Beverly I. Vilardofsky
Beverly Vilardofsky is a Director and a member of the Firm’s Corporate and Securities and Governmental Relations and Compliance Practice Groups. She has more than twenty years’ experience representing public and private clients in a broad range of corporate, securities and investment transactions.
Beverly serves as investment counsel to a number of institutional investors, including public pension plans, private funds and insurance companies. She has reviewed, negotiated and structured several billion dollars in investments in a variety of “alternative investments” including U.S. and international private equity funds, infrastructure funds, real estate funds (including REITs), debt funds, opportunistic funds, hedge funds, direct investments, and other comingled vehicles. She has also negotiated and drafted hundreds of other investment related agreements, including investment management agreements, transition management agreements, side letters, securities lending authorization agreements and custodian contracts.

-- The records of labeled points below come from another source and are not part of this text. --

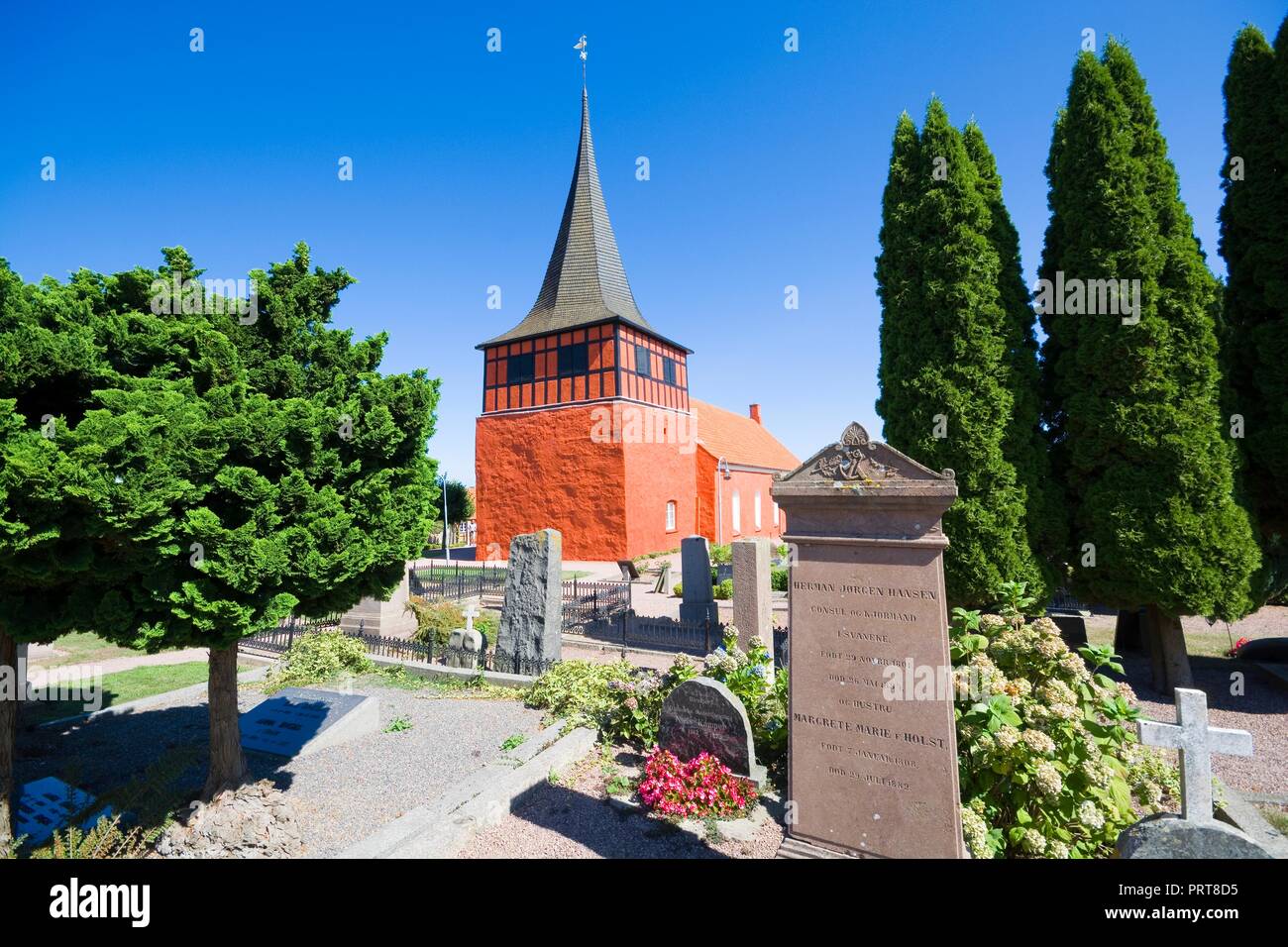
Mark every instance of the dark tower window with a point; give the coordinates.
(574, 360)
(669, 369)
(520, 368)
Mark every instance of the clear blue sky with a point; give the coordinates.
(767, 166)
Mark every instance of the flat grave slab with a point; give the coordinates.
(297, 722)
(48, 804)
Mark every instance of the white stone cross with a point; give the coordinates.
(1197, 742)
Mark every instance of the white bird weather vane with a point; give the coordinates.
(581, 46)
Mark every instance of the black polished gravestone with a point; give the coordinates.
(299, 722)
(702, 715)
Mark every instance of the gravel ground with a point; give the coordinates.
(575, 819)
(1261, 709)
(342, 795)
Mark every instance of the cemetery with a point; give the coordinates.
(1042, 616)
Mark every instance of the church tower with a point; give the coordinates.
(587, 420)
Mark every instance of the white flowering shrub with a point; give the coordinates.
(1048, 759)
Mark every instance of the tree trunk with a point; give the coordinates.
(8, 736)
(1173, 663)
(227, 764)
(1154, 648)
(1127, 637)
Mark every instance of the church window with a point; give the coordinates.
(520, 368)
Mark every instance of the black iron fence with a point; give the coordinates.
(587, 603)
(455, 579)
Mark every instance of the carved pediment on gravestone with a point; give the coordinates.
(857, 460)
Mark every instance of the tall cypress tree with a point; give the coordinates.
(1024, 446)
(1133, 377)
(944, 354)
(1254, 247)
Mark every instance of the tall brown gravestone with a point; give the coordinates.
(870, 774)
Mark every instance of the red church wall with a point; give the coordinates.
(746, 483)
(660, 458)
(541, 470)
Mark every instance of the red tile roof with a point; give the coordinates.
(739, 440)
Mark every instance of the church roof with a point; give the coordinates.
(585, 281)
(739, 440)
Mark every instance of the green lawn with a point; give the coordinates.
(123, 686)
(84, 647)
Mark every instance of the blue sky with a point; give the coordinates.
(767, 166)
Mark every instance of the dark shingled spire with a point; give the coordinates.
(585, 281)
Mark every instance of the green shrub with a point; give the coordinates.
(316, 657)
(1050, 764)
(436, 621)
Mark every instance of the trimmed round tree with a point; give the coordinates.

Beverly also counsels public and private companies, from startups to Fortune 500 companies, on a variety of corporate, securities and business matters, such as private placements of debt and equity securities, venture capital and “angel” financings, mergers and acquisitions, ﬁduciary duties, corporate governance, share repurchase programs, shelf offerings, Regulation FD and 33 Act and 34 Act reporting and disclosure requirements.
She is an honors graduate from both Georgetown University Law Center (LL.M.) and Oklahoma City University School of Law (J.D.), where she was a Merit Scholar and recipient of the West Publishing Outstanding Academic Achievement Award.
Beverly enjoys helping her local animal rescue and is a proud “foster failure.” She is also an award-winning web designer and a published photographer. A self-described sports nut, she loves to watch baseball, college football and college basketball in her free time.
- University of Rhode Island (B.A., 1991)
- Oklahoma City University (J.D., summa cum laude, 1995)
- Georgetown University (LL.M. International and Comparative Law, 1996; LL.M., Securities and Financial Regulation, with Distinction, 1999)
- 1995, Oklahoma
- 1998, District of Columbia
- Oklahoma Bar Association
- American Bar Association
- District of Columbia Bar
- Oklahoma County Bar Association
- National Association of Public Pension Attorneys (NAPPA)
- Assisted a public pension plan with a $100 million investment in an infrastructure fund.
- Assisted a public pension plan with a $75 million investment in a secondaries fund.
- Assisted a public pension plan with a $75 million investment in a real estate fund (REIT).
- Assisted a public pension plan with a $50 million investment in a midstream energy sector fund.
- Assisted a public pension plan with a $25 million investment in a middle market lending fund.
- Assisted a public pension plan with a $20 million investment in a technology fund.
- Assisted a public pension plan with a $15 million investment in a hedge fund.
- Assisted a public pension plan in reviewing and negotiating a joint venture involving the construction and management of multi-family residential buildings.
- Assisted an insurance company with a $50 million investment in a commercial real estate debt fund.
- Assisted an insurance company with a $250 million investment in a commercial mortgage income fund.
- Assisted a private pension fund with a $10 million investment in a private equity-style opportunities fund.
- Advised governmental pension plans and insurance companies on their confidentiality obligations in relation to the Oklahoma Open Records Act, other FOIA/Sunshine laws, and NAIC requirements.
- Represented a local biotech company through multiple venture capital rounds, culminating in it being acquired in a deal valued at over $600 million.
- Represented a local technology company through five venture capital rounds and an acquisition by a public company.
- Represented a local biotech company in a $50 million Series B offering.
- Represented a Pennsylvania-based energy company in a $100 million limited partnership offering.
- Assisted a California-based startup biotech company in acquiring certain assets of a public company.
- Assisted a Massachusetts-based biotech company in a spinoff transaction and three venture capital rounds.
- Represented a New York-based technology company in the $9 million sale of its assets.
- Represented an Oklahoma-based drilling company in the $15 million sale of its assets.
- Served as securities counsel to an Oklahoma-based energy company in its merger with a wholly owned subsidiary of a public company.
- Assisted an Oklahoma-based energy company with filing its first shelf registration statement.
- Assisted various public companies with their disclosure and periodic reporting obligations, including proxy statements, 10-Ks, 10-Qs, 8-Ks and Section 16 beneficial ownership reports.
- Assisted public and private companies and their boards of directors with their corporate governance and fiduciary obligations.
- Represented various private equity funds in conducting private placements of debt and equity securities, qualifying for Oklahoma tax credits and investing proceeds in portfolio companies.